De notre point de vue, il n’y a pas lieu de faire une distinction « de fond » entre l’Internet fixe et l’Internet mobile . Au vu des évolutions technologiques, il est probable que, dans peu de temps, les contenus grand public de l’Internet seront principalement diffusés par mobile. L’Internet mobile repose sur l’utilisation de ressources en fréquences qui peuvent connaître une saturation, nécessitant alors une différenciation des flux transmis. Cette particularité ne concerne cependant que le sous-système radio, le sous-système réseau devant être géré de manière analogue aux réseaux Internet filaires en termes de neutralité « physique » du Net. La différenciation des flux transmis ne peut donc se justifier que localement, dans les lieux où les bandes de fréquences disponibles ne permettent pas de véhiculer convenablement l’ensemble des flux nécessaires aux clients.
Par ailleurs, le niveau de concurrence des opérateurs mobiles est largement inférieur à celui des FAI fixes. Cet élément devrait être pris en compte dans l’analyse des deux types de marchés.
Enfin, l’Internet mobile s’est souvent caractérisé jusqu’ici par le développement d’environnements fermés. Cette caractéristique, liée à une mise en place plus récente, ne saurait être un but en soi et devrait être évitée à terme, de manière à unifier les caractéristiques des accès Internet filaires et sans fil pour des questions de lisibilité des offres commerciales.

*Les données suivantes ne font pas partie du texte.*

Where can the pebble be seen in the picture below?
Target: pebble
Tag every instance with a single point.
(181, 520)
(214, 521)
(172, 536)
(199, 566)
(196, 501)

Donc, quelle que soit la spécificité de ces réseaux, la délimitation des fonctions et des règles applicables aux classes de service s’applique à l’identique.
7. Une distinction vous semble-t-elle nécessaire dans l’analyse en fonction des différents services de l’Internet ?
Conformément aux analyses présentées, nous pensons que les solutions pour préserver, promouvoir et faire respecter le principe de non-discrimination et celui de transparence résident dans le fait de distinguer au préalable les « classes de services ».
La transposition de la nouvelle directive cadre européenne pourrait ainsi proposer un certain nombre d’obligations :
les actions de différenciation des flux transmis devraient être systématiquement publiées et justifiées. Les FAI doivent pouvoir adapter leurs actions de différenciation des flux aux évolutions technologiques, les internautes ayant alors la possibilité de sortir sans frais de leur abonnement si les nouvelles conditions ne leur conviennent pas ;
les exigences minimales en termes de qualité de service fixées par l’ARCEP devraient être établies à travers un travail multi-parties prenantes, incluant les FAI, les fournisseurs de services en ligne et les consommateurs ;
les règles existantes ou renforcées en termes de neutralité physique du Net devraient être réactualisées régulièrement, de manière à prendre en compte les évolutions technologiques.
(liste non exhaustive).
Conclusion
Légiférer de manière spécifique sur la neutralité de l’Internet est encore plus risqué que d’essayer de mettre un couvercle de plusieurs tonnes sur la fuite d’un puits de pétrole sous-marin ! Toute loi ne peut être que de circonstance et risque l’obsolescence à court ou moyen terme du fait des développements technologiques incessants et facilement appropriables.
Cela ne veut pas dire que toute régulation de l’Internet, dans la perspective de lui donner le statut d’un « bien commun informationnel », est impossible. Mais il est souhaitable et plus efficace de s’en tenir au plan des principes, d’une part, de l’implémentation des règles existantes, d’autre part. Un triple effort d’imagination institutionnelle, de responsabilisation fonctionnelle et de participation démocratique est plus que jamais requis à cette fin.
Parmi les pistes à suivre, nous insistons concrètement sur plusieurs points :
l’élaboration de chartes multi-partenaires précisant les termes de différenciation du trafic (ouverture),
la différenciation du trafic entre classes de service définies a priori et documentée dans les chartes (transparence),
la non-différenciation du trafic entre applications à l’intérieur d’une même classe de service (non-discrimination).